The recent NSW Budget confirmed the commitment from Government to work with a world-class transport operator in order to address network challenges and to promote increased public transport use. The introduction of a single operator across all modes of transport provides the opportunity to increase coordination between modes and to create a network providing a seamless doorto- door journey, tailored to the changing needs of the region.
The Government has promised a significant and important investment in light rail for Newcastle’s city centre. This investment is important for the way people move within and to the city, however it is also an anchor for new investment.

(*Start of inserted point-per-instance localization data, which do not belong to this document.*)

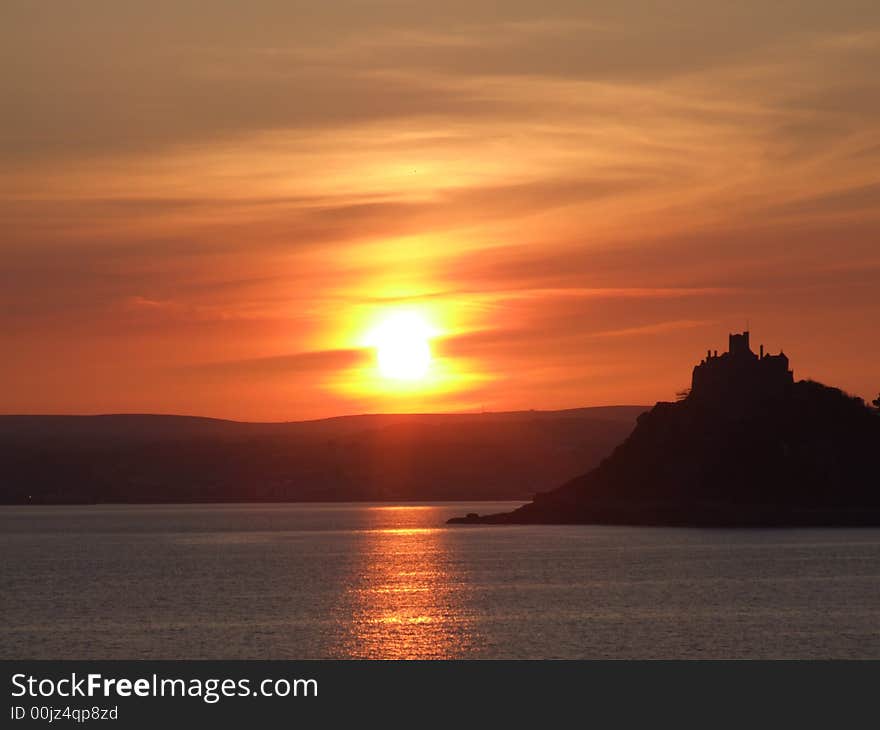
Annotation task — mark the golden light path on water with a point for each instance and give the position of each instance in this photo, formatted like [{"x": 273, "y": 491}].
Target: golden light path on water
[{"x": 407, "y": 600}]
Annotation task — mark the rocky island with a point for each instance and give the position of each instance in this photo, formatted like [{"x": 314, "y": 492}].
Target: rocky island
[{"x": 746, "y": 446}]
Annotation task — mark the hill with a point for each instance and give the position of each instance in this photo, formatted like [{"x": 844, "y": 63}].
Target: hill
[
  {"x": 747, "y": 446},
  {"x": 155, "y": 458}
]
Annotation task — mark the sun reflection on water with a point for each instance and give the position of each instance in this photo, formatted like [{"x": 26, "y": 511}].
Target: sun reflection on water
[{"x": 406, "y": 597}]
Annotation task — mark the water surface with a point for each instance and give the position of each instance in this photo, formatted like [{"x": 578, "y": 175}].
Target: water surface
[{"x": 383, "y": 581}]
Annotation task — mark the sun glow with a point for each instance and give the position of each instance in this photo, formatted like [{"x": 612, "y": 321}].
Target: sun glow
[{"x": 403, "y": 347}]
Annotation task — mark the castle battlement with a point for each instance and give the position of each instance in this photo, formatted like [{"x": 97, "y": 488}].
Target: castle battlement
[{"x": 740, "y": 372}]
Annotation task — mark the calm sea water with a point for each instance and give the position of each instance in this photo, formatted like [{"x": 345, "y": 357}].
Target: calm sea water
[{"x": 382, "y": 581}]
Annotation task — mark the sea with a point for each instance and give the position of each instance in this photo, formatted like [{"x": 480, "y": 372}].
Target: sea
[{"x": 393, "y": 581}]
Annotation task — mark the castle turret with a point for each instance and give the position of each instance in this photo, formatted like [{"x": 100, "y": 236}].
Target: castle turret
[{"x": 740, "y": 373}]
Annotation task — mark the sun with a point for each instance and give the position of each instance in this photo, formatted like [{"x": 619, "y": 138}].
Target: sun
[{"x": 402, "y": 341}]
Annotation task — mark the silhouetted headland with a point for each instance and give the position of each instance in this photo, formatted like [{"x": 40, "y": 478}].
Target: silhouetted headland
[
  {"x": 146, "y": 458},
  {"x": 746, "y": 446}
]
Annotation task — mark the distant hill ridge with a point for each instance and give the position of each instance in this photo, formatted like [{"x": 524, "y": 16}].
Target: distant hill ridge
[
  {"x": 166, "y": 458},
  {"x": 747, "y": 446}
]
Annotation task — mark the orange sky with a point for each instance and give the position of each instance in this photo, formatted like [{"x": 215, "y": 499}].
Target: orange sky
[{"x": 205, "y": 207}]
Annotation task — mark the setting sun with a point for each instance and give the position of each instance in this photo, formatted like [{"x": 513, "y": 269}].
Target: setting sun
[{"x": 402, "y": 344}]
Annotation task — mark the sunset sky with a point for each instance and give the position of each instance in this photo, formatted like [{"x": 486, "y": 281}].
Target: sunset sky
[{"x": 210, "y": 207}]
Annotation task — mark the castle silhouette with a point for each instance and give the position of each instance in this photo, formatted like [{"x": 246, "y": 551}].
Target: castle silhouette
[{"x": 740, "y": 372}]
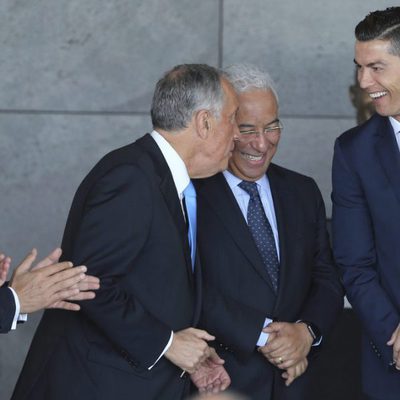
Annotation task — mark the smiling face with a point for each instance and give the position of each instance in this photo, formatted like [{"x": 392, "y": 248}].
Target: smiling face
[
  {"x": 258, "y": 109},
  {"x": 379, "y": 75}
]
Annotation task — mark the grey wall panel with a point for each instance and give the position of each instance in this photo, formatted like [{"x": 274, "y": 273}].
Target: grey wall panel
[
  {"x": 306, "y": 46},
  {"x": 306, "y": 146},
  {"x": 43, "y": 159},
  {"x": 98, "y": 54}
]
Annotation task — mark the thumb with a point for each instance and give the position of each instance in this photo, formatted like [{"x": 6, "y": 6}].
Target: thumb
[
  {"x": 27, "y": 262},
  {"x": 392, "y": 340},
  {"x": 273, "y": 327},
  {"x": 201, "y": 334}
]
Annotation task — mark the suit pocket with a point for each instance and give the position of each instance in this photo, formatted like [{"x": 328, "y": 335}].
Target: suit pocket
[{"x": 104, "y": 355}]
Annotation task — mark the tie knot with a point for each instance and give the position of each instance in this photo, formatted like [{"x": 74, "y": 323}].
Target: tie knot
[
  {"x": 190, "y": 191},
  {"x": 249, "y": 187}
]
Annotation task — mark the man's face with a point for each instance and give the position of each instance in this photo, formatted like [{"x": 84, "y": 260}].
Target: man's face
[
  {"x": 220, "y": 143},
  {"x": 379, "y": 75},
  {"x": 258, "y": 110}
]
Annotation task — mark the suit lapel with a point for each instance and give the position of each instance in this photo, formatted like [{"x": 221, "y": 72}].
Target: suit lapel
[
  {"x": 388, "y": 154},
  {"x": 218, "y": 195},
  {"x": 287, "y": 221},
  {"x": 168, "y": 190}
]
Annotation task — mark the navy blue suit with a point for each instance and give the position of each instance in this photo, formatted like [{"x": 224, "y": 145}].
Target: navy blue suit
[
  {"x": 126, "y": 225},
  {"x": 366, "y": 232},
  {"x": 7, "y": 309},
  {"x": 238, "y": 294}
]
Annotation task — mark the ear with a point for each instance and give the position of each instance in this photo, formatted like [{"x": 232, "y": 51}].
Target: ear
[{"x": 203, "y": 123}]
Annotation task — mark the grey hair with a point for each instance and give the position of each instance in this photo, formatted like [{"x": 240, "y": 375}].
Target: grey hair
[
  {"x": 246, "y": 77},
  {"x": 184, "y": 90}
]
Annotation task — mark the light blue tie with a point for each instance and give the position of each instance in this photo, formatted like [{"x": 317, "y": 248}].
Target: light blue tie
[{"x": 191, "y": 209}]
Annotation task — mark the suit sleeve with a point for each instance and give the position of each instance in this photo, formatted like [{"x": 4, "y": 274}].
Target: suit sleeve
[
  {"x": 355, "y": 254},
  {"x": 325, "y": 299},
  {"x": 113, "y": 232},
  {"x": 7, "y": 309}
]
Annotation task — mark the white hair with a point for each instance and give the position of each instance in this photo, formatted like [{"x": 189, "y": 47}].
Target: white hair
[{"x": 246, "y": 77}]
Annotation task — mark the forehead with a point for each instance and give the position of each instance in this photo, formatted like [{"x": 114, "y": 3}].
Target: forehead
[
  {"x": 257, "y": 104},
  {"x": 230, "y": 98},
  {"x": 372, "y": 51}
]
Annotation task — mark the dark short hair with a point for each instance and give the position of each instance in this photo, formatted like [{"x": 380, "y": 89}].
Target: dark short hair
[
  {"x": 182, "y": 91},
  {"x": 381, "y": 25}
]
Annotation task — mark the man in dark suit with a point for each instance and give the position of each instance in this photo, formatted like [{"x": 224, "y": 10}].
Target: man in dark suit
[
  {"x": 127, "y": 224},
  {"x": 49, "y": 284},
  {"x": 366, "y": 205},
  {"x": 265, "y": 254}
]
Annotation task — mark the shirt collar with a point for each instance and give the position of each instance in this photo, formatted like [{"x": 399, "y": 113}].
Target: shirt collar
[
  {"x": 175, "y": 163},
  {"x": 234, "y": 181},
  {"x": 395, "y": 125}
]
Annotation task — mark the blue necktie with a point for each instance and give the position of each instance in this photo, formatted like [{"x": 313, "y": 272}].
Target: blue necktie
[
  {"x": 261, "y": 231},
  {"x": 191, "y": 210}
]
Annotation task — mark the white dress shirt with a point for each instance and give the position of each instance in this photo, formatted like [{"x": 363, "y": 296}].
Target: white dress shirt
[
  {"x": 242, "y": 198},
  {"x": 181, "y": 180}
]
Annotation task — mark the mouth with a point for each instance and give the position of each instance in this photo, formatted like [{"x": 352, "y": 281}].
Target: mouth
[
  {"x": 377, "y": 95},
  {"x": 251, "y": 157}
]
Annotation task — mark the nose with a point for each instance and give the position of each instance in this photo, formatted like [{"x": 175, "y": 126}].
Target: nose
[
  {"x": 260, "y": 142},
  {"x": 364, "y": 78},
  {"x": 235, "y": 132}
]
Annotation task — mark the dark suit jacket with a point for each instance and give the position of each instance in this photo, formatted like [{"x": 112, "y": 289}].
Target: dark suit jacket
[
  {"x": 366, "y": 227},
  {"x": 126, "y": 225},
  {"x": 237, "y": 292},
  {"x": 7, "y": 309}
]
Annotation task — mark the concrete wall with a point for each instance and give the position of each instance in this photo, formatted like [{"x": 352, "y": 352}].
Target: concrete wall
[{"x": 77, "y": 78}]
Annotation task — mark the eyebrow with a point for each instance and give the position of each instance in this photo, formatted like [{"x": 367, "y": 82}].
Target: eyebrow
[
  {"x": 373, "y": 64},
  {"x": 252, "y": 126}
]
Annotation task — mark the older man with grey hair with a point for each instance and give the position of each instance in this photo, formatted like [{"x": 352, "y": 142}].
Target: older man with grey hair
[
  {"x": 271, "y": 287},
  {"x": 133, "y": 224}
]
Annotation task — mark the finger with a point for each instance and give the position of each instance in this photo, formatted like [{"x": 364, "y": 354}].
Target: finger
[
  {"x": 52, "y": 258},
  {"x": 55, "y": 270},
  {"x": 67, "y": 279},
  {"x": 82, "y": 296},
  {"x": 201, "y": 334},
  {"x": 65, "y": 305},
  {"x": 273, "y": 327},
  {"x": 392, "y": 338}
]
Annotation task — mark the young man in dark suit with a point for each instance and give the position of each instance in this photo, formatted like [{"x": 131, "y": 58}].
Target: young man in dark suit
[
  {"x": 366, "y": 205},
  {"x": 271, "y": 291},
  {"x": 137, "y": 339}
]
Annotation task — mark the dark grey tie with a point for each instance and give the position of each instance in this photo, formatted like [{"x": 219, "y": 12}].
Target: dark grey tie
[{"x": 261, "y": 231}]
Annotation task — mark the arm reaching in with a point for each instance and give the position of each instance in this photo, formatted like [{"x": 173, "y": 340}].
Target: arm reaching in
[
  {"x": 4, "y": 268},
  {"x": 211, "y": 376},
  {"x": 50, "y": 283},
  {"x": 189, "y": 349},
  {"x": 288, "y": 344}
]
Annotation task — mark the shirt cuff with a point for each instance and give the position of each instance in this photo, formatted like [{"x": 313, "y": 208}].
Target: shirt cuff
[
  {"x": 17, "y": 315},
  {"x": 262, "y": 339},
  {"x": 164, "y": 351}
]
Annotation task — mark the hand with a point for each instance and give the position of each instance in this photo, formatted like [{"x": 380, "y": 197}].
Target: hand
[
  {"x": 395, "y": 342},
  {"x": 5, "y": 263},
  {"x": 295, "y": 371},
  {"x": 287, "y": 345},
  {"x": 47, "y": 283},
  {"x": 189, "y": 349},
  {"x": 211, "y": 376},
  {"x": 85, "y": 286}
]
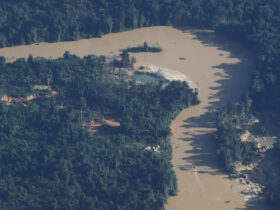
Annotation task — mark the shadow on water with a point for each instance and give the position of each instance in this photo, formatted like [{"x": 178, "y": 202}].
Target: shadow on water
[{"x": 200, "y": 130}]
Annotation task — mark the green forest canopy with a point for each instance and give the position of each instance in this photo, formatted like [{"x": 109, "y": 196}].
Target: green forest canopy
[
  {"x": 254, "y": 23},
  {"x": 49, "y": 160}
]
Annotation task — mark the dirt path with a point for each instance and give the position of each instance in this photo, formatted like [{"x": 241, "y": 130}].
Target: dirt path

Australia’s newest light rail project, G:link on the Gold Coast, is an illustration of the potential positive uplift that can be delivered by light rail. Within the first year of operations, more than $6 billion in new investment had been committed in a single suburb on the line, Broadbeach. Some experts have suggested G:link has added $50,000-$80,000 to the value of neighbouring properties. However the experience on the Gold Coast is not unique.
From Norway to Nottingham, the introduction of light rail has been a catalyst for urban renewal. Is it a European phenomenon, not relevant for cities in Australia? Dallas, Phoenix and Portland are becoming model transit cities in the car-loving US, while at our own front door, Gold Coast, Canberra and Sydney have embraced light rail as part of the future of these cities.
Light rail will only be one part of the solution. The overall transformation will be in making public transport a more attractive option across all modes, including buses and ferries, in Newcastle and Lake Macquarie by meeting customer expectations. The introduction of the light rail on the Gold Coast has resulted in a 25% increase in public transport usage not just on the light rail system but across the bus network.
The key to light rail’s success is in the visibility of the infrastructure, it’s remaking of the streetscape and in its convenience. Where coupled with strong supporting modes, like bus, sensible access and parking for cars, as well a focus on the customer service, public transport becomes an attractive choice for communities.
While the future for Newcastle is still emerging, it is clear that a well-trodden path of renewal is available to the city as a blueprint for success. The hard work has been done in cities like Portland, Bordeaux and Manchester, the challenge for Newcastle is how to learn from the experience of these cities and make them relevant for us.